Pastors are taught to question power. It's not a lesson they always learn, but it is a lesson they are repeatedly taught. They are taught, among other things, that science has the power; that science has the whip hand, and discussion of "miracles" and metaphysics must bow to science, must crook the knee and bow, because there is no good to come of challenging science anymore. And there's something right about that; and there's something wrong.
They are taught first to challenge the power of what they believe: to recognize it is brittle and fragile and will break easily and at the worst possible time, and what will you do then? Best you learn now, in seminary, and not out there, in the world. The church is in the world. The church is a microcosm of the world. And the world is not kind to the religious. So pastors are taught to question power, because they don't have any power anymore. Perhaps they never did; but they certainly don't now.
So pastors are taught to challenge power; because in a crisis, in despair and fear, in the moments of horror in the face of death or challenge to what one has held most dear, it is power that is lost. The power to keep your child alive, or your spouse from dying, or your family together: the power to save your own life, to maintain the life you've had and always expected to keep. You have to learn there are no certainties, in order to steer people toward certainty; because platitudes won't do. You seldom comfort people with "she's in a better place" or "God won't give you more than you can handle," unless you leave soon after you've said it, and imagine what you did was good. If you are going to stay with them you have to live the experience with them; and sometimes for the experience there are no words and there is no comfort except compassionate humanity. Sometimes you do not speak; you can only endure. The shortest verse in the Bible, in the Gospel where Jesus is the wordiest man in the room, in the entire story, tells the tale: "Jesus wept." Sometimes common humanity is all you have to offer. It is a challenge to your power, to realize that some experiences just have to be lived through, in mutuality; in communion with one another.
You have to question the validity of power, because it will one day make you question the validity of all you hold dear, even life itself.
If you do not question, you will not know what is true.

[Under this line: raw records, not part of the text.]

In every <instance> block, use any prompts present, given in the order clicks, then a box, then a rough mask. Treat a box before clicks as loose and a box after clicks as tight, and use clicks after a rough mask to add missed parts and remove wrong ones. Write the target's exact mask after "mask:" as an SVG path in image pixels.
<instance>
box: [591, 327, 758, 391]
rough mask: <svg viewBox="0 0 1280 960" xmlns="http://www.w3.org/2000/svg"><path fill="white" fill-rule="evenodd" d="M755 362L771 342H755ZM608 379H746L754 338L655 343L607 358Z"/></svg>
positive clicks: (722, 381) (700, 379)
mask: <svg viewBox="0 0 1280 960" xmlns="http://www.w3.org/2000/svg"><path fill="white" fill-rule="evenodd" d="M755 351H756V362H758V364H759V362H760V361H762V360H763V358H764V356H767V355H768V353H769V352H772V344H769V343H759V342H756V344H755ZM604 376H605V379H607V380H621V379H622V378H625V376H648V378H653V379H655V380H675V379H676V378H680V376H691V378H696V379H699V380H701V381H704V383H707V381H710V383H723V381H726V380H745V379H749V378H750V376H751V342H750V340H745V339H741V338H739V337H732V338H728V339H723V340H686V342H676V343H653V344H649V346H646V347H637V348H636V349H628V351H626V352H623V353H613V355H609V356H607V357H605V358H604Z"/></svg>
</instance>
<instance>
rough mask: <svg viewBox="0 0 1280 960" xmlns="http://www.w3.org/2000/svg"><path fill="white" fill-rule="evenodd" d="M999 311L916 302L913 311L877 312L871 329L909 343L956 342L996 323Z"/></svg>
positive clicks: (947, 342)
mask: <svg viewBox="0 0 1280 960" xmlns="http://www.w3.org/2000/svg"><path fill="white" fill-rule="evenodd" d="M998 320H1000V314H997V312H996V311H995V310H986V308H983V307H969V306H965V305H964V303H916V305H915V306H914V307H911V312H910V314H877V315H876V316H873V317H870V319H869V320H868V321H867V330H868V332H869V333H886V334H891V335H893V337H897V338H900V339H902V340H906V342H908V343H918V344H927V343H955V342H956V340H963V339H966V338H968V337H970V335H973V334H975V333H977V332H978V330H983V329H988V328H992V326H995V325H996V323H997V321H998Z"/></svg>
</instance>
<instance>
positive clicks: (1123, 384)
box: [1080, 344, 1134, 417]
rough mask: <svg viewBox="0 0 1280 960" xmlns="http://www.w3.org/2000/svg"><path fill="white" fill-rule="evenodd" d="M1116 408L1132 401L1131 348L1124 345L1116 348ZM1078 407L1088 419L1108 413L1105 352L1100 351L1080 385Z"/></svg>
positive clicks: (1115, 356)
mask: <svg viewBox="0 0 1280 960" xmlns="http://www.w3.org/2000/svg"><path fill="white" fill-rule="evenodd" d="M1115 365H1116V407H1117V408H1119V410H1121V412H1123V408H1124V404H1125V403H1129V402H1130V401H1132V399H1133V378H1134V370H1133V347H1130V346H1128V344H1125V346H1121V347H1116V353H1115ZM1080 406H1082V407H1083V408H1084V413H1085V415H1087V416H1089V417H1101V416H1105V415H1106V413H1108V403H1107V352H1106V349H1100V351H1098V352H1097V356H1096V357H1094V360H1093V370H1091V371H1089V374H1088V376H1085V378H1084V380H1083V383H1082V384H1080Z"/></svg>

Scientists pride themselves on their questions; but they do not question their fundamental assumptions. They do not challenge their basic beliefs, and if they are so much as called into question (the example of Kuhn), most scientists are quick to point out that Kuhn doesn't mean what he seems to mean, or that he isn't really talking about "science."* They rally round to protect their field more ardently than any theologian, more devotedly than any religious believer. If you do not question, you will not know what is true. If pastors are taught to question, it because pastors are not taught science, they are taught wisdom. They aren't necessarily good at it, any more than every scientist is the best and purest scientist possible. But their subject is wisdom, and the path to wisdom starts with questions, guided by the challenge that "everything you know is wrong." If you think it isn't, you will find yourself one day in a place where you realize it is: and what then?
Not every believer has to go through that; but not everyone who benefits from science has to be a scientist. It really is a matter of how narrowly you think you have to define your interests; and, in Godelian terms, what questions your system will allow you to ask, and what questions you won't force it to look elsewhere for.
*"These kinds of speculation are fun, but they are not science, yet. 'Philosophy of science is about as useful to scientists as ornithology is to birds,' goes the saying attributed to Richard Feynman, the late Caltech Nobelist, and repeated by Dr. Weinberg."--Paul Davies Gotta keep those magisteria from overlapping, ya know. Gotta keep science pure, which is to say, in another vocabulary: holy.